Question

If the graph of a rational function \(R\) has the vertical asymptote \(x=4,\) the factor \(x-4\) must be present in the denominator of \(R .\) Explain why.

Short answer

The factor \(x - 4\) in the denominator is needed to create a vertical asymptote at x=4 because it forces the denominator to zero at that point.

Step-by-step solution

- Understanding Asymptotes

A vertical asymptote in the graph of a rational function indicates that at that specific value of x, the function tends to infinity. This happens when the denominator of the function approaches zero at that x-value because division by zero is undefined.

- Expression for Vertical Asymptote

If the graph has a vertical asymptote at x=4, it means that when x approaches 4, the function's denominator must approach zero. So, the denominator must have a factor that equals zero when x=4.

- Identifying the Factor

The factor in the denominator that equals zero when x is 4 is \(x - 4\). Including this factor ensures the function has a vertical asymptote at x=4, as required. Hence, \(x - 4\) must be a factor in the denominator of the rational function R.

Key concepts

Rational Function

A rational function is a type of mathematical function represented by the ratio of two polynomials. It is written in the form, \[ R(x) = \frac{P(x)}{Q(x)} \], where \(P(x)\) and \(Q(x)\) are polynomials and \(Q(x)\) ≠ 0. Rational functions can have interesting properties such as vertical asymptotes, horizontal asymptotes, and holes.

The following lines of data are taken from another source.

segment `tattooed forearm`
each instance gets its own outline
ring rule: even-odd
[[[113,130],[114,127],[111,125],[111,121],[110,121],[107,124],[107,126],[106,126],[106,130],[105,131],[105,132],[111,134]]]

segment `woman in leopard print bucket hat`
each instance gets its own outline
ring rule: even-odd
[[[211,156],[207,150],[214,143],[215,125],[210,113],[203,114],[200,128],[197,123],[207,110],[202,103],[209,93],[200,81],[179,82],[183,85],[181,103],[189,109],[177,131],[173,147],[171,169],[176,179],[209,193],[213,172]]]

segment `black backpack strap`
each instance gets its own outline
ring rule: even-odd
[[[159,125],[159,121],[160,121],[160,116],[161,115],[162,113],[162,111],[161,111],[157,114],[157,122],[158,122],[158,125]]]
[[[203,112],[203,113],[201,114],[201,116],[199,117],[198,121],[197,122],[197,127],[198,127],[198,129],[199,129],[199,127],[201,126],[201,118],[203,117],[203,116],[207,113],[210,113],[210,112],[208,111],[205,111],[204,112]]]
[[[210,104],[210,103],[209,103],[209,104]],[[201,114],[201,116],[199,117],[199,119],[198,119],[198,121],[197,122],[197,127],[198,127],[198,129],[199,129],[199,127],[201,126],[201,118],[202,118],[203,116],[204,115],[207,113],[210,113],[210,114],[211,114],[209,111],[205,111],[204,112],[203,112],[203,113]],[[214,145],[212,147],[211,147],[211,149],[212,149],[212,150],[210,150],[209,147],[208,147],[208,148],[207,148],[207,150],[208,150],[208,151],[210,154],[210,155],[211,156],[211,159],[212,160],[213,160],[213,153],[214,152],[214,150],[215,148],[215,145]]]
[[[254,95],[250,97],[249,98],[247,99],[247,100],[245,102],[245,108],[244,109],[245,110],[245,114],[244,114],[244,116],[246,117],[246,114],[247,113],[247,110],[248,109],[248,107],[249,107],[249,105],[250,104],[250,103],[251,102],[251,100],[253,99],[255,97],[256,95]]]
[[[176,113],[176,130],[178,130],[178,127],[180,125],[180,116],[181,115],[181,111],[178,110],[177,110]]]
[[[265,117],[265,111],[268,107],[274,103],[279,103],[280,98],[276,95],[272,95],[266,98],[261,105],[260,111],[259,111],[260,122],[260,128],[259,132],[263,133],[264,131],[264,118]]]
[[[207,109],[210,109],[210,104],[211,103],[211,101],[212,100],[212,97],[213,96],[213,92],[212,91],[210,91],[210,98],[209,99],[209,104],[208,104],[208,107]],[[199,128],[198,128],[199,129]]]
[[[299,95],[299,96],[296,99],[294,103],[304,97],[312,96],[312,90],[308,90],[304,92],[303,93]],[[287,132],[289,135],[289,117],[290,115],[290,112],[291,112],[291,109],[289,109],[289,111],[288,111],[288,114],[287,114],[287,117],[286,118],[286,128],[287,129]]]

These occur where the function is undefined due to issues like division by zero. To better understand the unique behavior of rational functions, we need to explore their denominators and what happens when these denominators approach zero.

The key aspect of rational functions is the relationship between the numerator and the denominator. Changes in the denominator, especially when it equals zero, can lead to vertical asymptotes, where the function values will shoot off towards positive or negative infinity.

Denominator Factor

In a rational function, the denominator plays a crucial role in determining the behavior of the function, especially when it approaches zero. For example, consider the rational function \( R(x) = \frac{P(x)}{(x-4)} \). Here, the denominator is \( x - 4 \), which becomes significant.

The factor \( x - 4 \) in the denominator directly affects the vertical asymptote of the function. When \( x = 4 \), the denominator becomes zero, \( Q(x) \rightarrow 0 \), causing the function to be undefined. This undefined behavior is what creates a vertical asymptote. Consequently, to identify vertical asymptotes, one should look for factors in the denominator that can become zero. These factors are visible till the point where the entire polynomial equals zero. For example, if a rational function has a vertical asymptote at \( x = 4 \), the denominator must include a factor of \( x - 4 \). This explains why the function tends towards infinity at \( x = 4 \)—because the division by zero is undefined.

Undefined Division

Division by zero is a critical concept in mathematics that frequently turns up in rational functions. When the denominator of a function equals zero, it leads to an undefined expression. For instance, in the rational function \( R(x) = \frac{P(x)}{(x-4)} \), when \( x = 4 \), we get \( R(4) = \frac{P(4)}{0} \), which is undefined.

This undefined division results in vertical asymptotes, as the function cannot produce a valid numerical output at that specific value of \( x \). Therefore, to find where a rational function becomes undefined, set the denominator equal to zero and solve for \( x \). These solutions are the x-values where the function has vertical asymptotes. For example, if you know \( x = 4 \) is where the function is undefined, then it is clear that \( x - 4 \) must be a factor in the denominator. This ensures the division is undefined at \( x = 4 \), thus creating a vertical asymptote.

• Remember, vertical asymptotes occur with undefined divisions.
• Solution to denominator equals zero gives the location of asymptotes.
• Vertical asymptotes lead to rapid increase or decrease of function values near the undefined point.